A heavy door along the side of the church opened, letting in a flood of sunlight momentarily before banging closed with a sharp report. “Shhhh,” someone hissed.
“Do you think we ought to get married?” he said.
“Is that a hypothetical,” she asked: “ ‘Is the state of matrimony a good thing?’ Or is it a proposal?”
“I don’t know …”
She turned to look at him and then took his right hand in hers. “Are you asking me to marry you, mister?”
She really was a pretty girl, he thought again. He saw them doing the vague things husbands and wives did together: pushing a cart through the aisles at a grocery, washing dishes side by side. Her in the stands with the other players’ wives, red-cheeked on a cool fall day late in the season, exhorting him when he batted.
“I guess I am,” he said.
“That’s sweet,” she said. “You’re a great guy and you’ll probably be hugely rich if you ever walk again and play ball, and I like being with you, but let’s just see. Two weeks ago, we weren’t even in each other’s lives at all.”

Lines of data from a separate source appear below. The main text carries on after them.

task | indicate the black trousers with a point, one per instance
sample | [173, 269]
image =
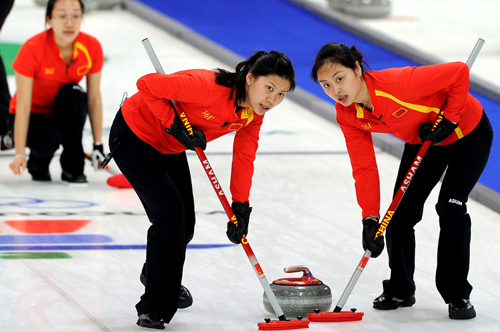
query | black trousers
[64, 127]
[463, 161]
[163, 184]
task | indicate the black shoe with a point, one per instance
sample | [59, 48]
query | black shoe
[43, 176]
[185, 298]
[70, 178]
[151, 321]
[387, 302]
[461, 309]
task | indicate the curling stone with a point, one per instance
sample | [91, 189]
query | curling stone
[299, 296]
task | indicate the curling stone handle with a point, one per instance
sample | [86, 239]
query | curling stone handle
[298, 268]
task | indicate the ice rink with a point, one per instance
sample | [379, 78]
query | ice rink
[72, 255]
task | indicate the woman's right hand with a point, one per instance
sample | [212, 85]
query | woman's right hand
[19, 164]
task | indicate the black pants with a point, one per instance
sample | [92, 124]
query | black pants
[463, 161]
[64, 126]
[163, 184]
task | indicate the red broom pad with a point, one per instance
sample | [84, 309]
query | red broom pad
[294, 324]
[330, 316]
[118, 181]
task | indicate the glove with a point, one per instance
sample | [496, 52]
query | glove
[97, 155]
[179, 131]
[242, 212]
[444, 129]
[376, 246]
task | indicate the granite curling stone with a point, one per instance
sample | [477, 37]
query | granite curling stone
[299, 296]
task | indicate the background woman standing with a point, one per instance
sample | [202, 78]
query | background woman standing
[50, 107]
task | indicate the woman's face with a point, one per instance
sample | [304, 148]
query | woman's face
[340, 83]
[66, 20]
[265, 92]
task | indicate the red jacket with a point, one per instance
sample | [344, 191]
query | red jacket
[208, 108]
[40, 59]
[403, 99]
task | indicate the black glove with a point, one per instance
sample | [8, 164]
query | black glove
[444, 129]
[97, 155]
[179, 131]
[242, 212]
[376, 246]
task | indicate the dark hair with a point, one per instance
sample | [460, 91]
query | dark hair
[52, 3]
[261, 64]
[337, 53]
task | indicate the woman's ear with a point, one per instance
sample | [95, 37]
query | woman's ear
[359, 72]
[249, 77]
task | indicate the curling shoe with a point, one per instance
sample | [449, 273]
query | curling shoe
[73, 179]
[42, 176]
[151, 321]
[387, 302]
[461, 309]
[185, 298]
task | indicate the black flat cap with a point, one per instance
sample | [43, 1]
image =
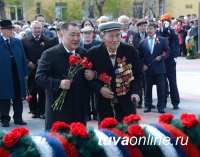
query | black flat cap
[109, 26]
[141, 21]
[6, 24]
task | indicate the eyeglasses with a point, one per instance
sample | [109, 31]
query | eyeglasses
[112, 37]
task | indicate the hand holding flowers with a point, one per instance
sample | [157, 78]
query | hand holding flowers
[76, 64]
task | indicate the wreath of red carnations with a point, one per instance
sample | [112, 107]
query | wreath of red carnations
[12, 137]
[189, 120]
[135, 130]
[108, 122]
[131, 118]
[79, 130]
[58, 126]
[166, 118]
[4, 152]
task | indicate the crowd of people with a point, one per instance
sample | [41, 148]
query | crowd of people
[134, 54]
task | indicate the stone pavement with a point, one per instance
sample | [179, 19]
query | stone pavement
[188, 79]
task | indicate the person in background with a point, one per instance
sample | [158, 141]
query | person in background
[170, 63]
[87, 43]
[34, 45]
[45, 30]
[127, 35]
[152, 57]
[13, 72]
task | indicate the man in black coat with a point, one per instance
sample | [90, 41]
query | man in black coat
[120, 62]
[52, 69]
[35, 44]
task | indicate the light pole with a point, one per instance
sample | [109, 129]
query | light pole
[198, 53]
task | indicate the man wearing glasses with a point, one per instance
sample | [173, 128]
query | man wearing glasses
[120, 62]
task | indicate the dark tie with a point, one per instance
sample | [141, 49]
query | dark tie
[37, 38]
[112, 56]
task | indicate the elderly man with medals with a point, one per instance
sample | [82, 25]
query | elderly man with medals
[119, 62]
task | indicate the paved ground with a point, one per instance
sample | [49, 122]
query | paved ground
[188, 76]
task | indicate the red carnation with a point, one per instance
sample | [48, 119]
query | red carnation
[4, 152]
[73, 60]
[28, 98]
[125, 36]
[23, 131]
[165, 118]
[108, 122]
[90, 65]
[57, 126]
[11, 138]
[135, 130]
[189, 120]
[131, 118]
[85, 63]
[79, 130]
[105, 78]
[164, 54]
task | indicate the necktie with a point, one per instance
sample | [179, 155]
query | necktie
[151, 44]
[112, 56]
[8, 42]
[37, 38]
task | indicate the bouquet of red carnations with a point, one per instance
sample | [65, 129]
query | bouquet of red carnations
[76, 64]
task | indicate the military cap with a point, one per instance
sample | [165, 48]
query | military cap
[87, 29]
[109, 26]
[141, 21]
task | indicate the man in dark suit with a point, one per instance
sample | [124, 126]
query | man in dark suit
[152, 56]
[52, 69]
[34, 45]
[120, 62]
[13, 72]
[170, 63]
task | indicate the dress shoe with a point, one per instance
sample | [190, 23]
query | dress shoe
[147, 110]
[21, 122]
[139, 106]
[176, 107]
[161, 111]
[153, 106]
[5, 124]
[42, 116]
[35, 116]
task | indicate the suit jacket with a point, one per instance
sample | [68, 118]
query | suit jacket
[6, 78]
[52, 68]
[147, 58]
[173, 43]
[102, 64]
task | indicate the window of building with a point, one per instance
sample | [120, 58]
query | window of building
[59, 9]
[38, 8]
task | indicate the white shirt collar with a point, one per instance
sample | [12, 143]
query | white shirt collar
[153, 37]
[112, 53]
[69, 50]
[4, 38]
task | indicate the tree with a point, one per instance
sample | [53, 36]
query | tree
[100, 4]
[2, 9]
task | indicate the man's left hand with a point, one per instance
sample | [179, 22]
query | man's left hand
[135, 97]
[158, 58]
[90, 75]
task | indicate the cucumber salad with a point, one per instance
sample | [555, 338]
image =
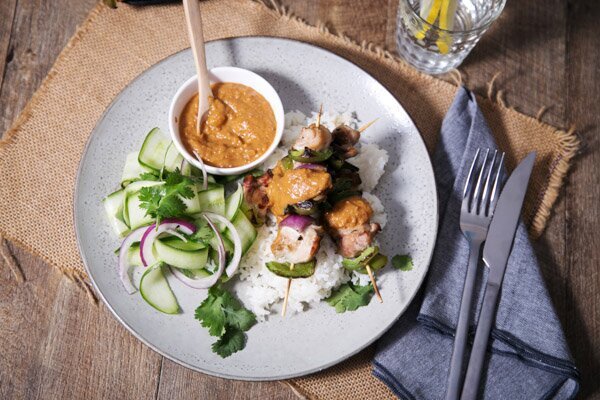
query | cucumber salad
[311, 213]
[175, 219]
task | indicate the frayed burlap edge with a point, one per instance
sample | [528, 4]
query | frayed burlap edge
[78, 277]
[569, 142]
[560, 166]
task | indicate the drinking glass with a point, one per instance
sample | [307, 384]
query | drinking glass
[434, 50]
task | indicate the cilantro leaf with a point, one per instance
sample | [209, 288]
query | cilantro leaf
[150, 199]
[210, 314]
[349, 297]
[147, 176]
[225, 317]
[402, 262]
[203, 232]
[233, 340]
[241, 319]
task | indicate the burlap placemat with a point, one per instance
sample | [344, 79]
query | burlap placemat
[40, 154]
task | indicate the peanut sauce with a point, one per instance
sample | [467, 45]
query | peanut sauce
[349, 213]
[295, 185]
[239, 127]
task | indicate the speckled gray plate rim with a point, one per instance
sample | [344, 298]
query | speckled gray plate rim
[304, 76]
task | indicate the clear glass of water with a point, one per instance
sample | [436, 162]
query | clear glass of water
[442, 45]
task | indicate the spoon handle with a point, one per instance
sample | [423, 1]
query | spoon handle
[194, 25]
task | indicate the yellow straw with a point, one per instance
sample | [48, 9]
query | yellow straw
[431, 17]
[443, 41]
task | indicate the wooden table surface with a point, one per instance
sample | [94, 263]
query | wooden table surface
[55, 344]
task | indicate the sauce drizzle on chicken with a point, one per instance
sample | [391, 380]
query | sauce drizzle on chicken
[293, 186]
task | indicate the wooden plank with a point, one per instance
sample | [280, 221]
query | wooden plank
[40, 31]
[56, 344]
[527, 45]
[178, 382]
[582, 283]
[361, 20]
[7, 14]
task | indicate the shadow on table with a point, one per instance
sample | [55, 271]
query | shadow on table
[572, 318]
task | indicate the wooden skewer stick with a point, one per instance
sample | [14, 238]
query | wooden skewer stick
[372, 277]
[287, 293]
[318, 123]
[364, 127]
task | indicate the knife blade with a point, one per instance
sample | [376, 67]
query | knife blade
[496, 251]
[506, 218]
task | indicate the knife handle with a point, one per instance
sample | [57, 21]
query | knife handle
[484, 326]
[462, 327]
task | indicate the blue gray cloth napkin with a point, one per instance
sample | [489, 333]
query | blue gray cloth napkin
[529, 357]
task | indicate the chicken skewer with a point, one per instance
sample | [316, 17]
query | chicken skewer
[348, 222]
[294, 186]
[289, 283]
[310, 164]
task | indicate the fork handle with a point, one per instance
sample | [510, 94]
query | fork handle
[484, 326]
[453, 387]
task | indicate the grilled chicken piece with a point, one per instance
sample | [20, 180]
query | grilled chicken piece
[297, 247]
[314, 137]
[344, 139]
[344, 135]
[348, 223]
[255, 195]
[351, 242]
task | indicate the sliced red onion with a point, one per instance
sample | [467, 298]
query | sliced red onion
[152, 232]
[318, 167]
[202, 283]
[183, 165]
[173, 232]
[221, 249]
[297, 222]
[133, 237]
[237, 242]
[203, 169]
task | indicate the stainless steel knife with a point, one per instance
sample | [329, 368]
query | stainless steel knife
[496, 251]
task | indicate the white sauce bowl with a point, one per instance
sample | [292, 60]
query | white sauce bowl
[234, 75]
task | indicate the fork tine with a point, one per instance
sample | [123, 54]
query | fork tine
[497, 179]
[485, 196]
[475, 200]
[466, 189]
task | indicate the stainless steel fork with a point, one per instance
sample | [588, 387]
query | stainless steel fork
[480, 196]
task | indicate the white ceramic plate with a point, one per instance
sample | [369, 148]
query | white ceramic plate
[304, 76]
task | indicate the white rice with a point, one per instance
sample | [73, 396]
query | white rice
[259, 289]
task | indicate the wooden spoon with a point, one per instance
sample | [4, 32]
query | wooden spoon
[194, 24]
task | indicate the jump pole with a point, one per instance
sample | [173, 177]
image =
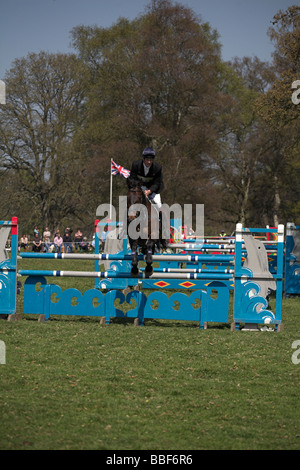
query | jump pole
[128, 257]
[125, 275]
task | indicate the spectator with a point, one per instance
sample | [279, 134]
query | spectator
[46, 239]
[103, 237]
[67, 239]
[37, 243]
[36, 230]
[24, 242]
[78, 239]
[84, 245]
[58, 242]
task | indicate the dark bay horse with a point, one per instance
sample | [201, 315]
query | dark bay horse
[142, 228]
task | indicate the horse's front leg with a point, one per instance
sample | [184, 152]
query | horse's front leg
[134, 259]
[149, 259]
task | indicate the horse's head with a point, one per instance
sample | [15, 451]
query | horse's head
[135, 196]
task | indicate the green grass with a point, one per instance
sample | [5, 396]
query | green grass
[72, 384]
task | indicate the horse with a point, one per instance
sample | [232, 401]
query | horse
[143, 222]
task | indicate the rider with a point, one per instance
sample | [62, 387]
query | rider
[148, 173]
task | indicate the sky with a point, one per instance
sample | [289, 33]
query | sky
[44, 25]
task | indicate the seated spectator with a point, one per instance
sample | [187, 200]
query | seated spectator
[84, 245]
[24, 242]
[36, 230]
[58, 242]
[67, 239]
[78, 239]
[37, 243]
[46, 239]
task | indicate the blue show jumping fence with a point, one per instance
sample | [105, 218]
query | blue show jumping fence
[246, 272]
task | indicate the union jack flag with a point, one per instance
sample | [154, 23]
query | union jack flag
[118, 169]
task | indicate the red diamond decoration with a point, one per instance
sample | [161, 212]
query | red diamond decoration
[161, 284]
[187, 284]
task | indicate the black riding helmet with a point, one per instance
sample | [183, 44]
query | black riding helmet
[148, 152]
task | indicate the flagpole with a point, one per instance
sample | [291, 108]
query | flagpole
[110, 198]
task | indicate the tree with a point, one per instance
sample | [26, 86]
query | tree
[154, 81]
[280, 118]
[37, 125]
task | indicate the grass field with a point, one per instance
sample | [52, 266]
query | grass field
[72, 384]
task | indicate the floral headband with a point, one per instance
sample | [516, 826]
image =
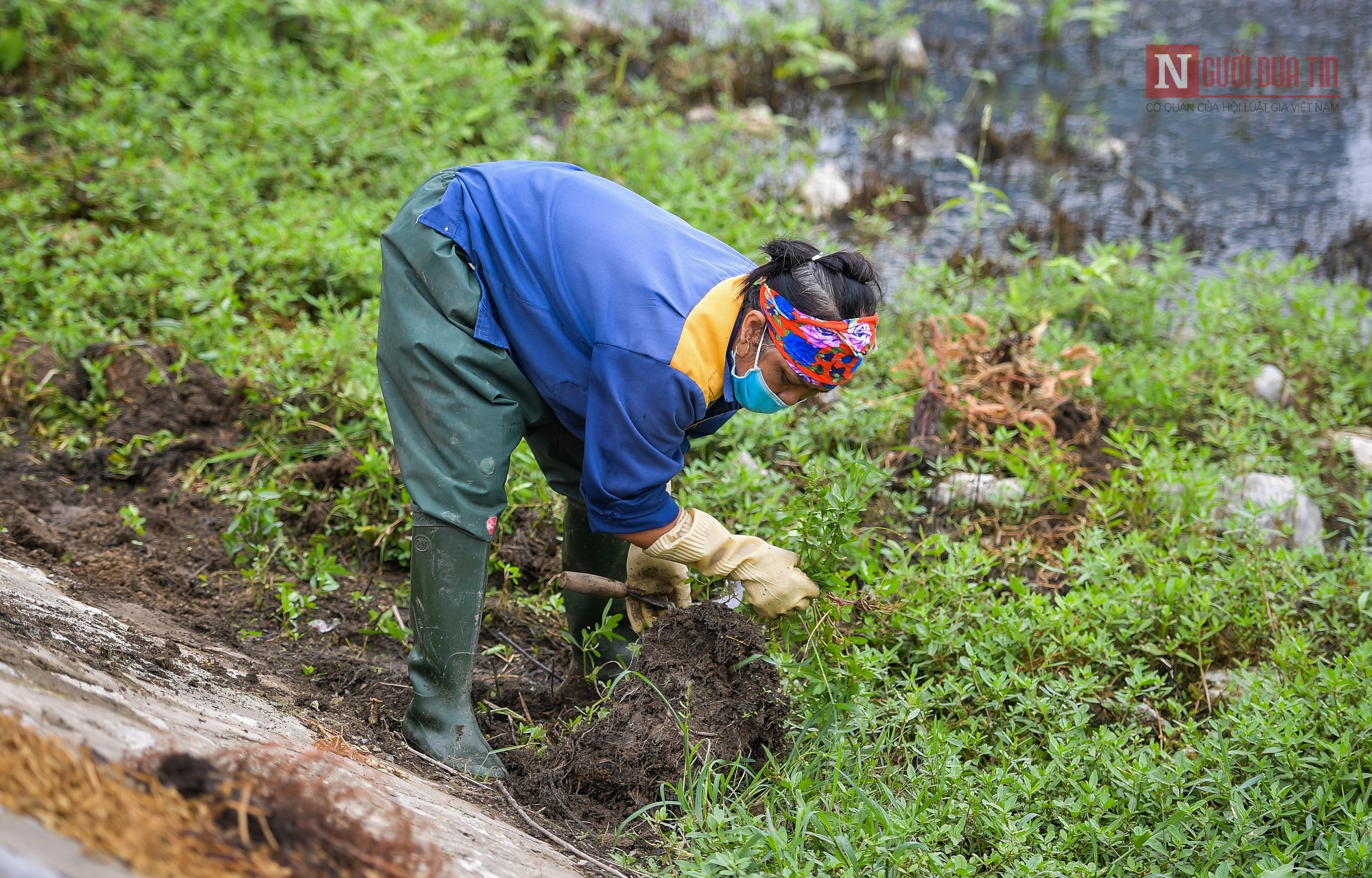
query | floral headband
[825, 353]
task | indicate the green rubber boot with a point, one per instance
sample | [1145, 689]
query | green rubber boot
[448, 582]
[604, 555]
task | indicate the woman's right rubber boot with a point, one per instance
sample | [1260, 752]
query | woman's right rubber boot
[448, 585]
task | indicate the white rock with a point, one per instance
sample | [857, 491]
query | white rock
[980, 490]
[759, 120]
[1270, 385]
[1146, 714]
[1277, 504]
[750, 464]
[829, 397]
[831, 64]
[905, 51]
[540, 146]
[582, 21]
[1359, 445]
[703, 113]
[1107, 153]
[824, 191]
[1222, 685]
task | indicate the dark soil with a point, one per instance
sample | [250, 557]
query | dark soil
[324, 822]
[64, 517]
[707, 663]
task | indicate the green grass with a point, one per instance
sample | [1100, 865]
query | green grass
[216, 175]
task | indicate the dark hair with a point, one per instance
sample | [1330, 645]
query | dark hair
[857, 290]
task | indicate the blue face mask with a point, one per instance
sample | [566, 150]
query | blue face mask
[751, 389]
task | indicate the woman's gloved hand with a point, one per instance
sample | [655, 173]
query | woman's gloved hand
[772, 581]
[655, 577]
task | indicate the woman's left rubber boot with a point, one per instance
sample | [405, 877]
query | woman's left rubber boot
[448, 585]
[604, 555]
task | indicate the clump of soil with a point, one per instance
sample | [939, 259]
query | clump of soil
[154, 388]
[160, 389]
[706, 662]
[329, 473]
[534, 547]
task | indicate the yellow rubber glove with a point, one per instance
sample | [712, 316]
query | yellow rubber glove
[772, 581]
[655, 577]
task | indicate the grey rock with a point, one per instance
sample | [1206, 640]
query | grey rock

“I just don’t want to make the same mistake again,” he said.
“Ask me again in six months,” she said. “If we still like each other, then, probably, yes. But for now, let’s go back to the hotel, because if there’s one thing that makes a girl horny, it’s someone asking her to marry him.”
Two days later, she kissed him sweetly, got into a cab for the airport, leaving him balanced on his crutches on the curb, watching her red-and-black taxi until it turned a corner, and he went upstairs and sat in the quiet room for some time, thinking of her pushing through the throng at the airport, thinking of her sitting in a window seat watching the Canadian landscape fall away until the plane was too far up to see land, and then opening a book. Finally, he became aware that he was in what had become a dark room and he turned on the television. And within two weeks he had stopped returning her calls.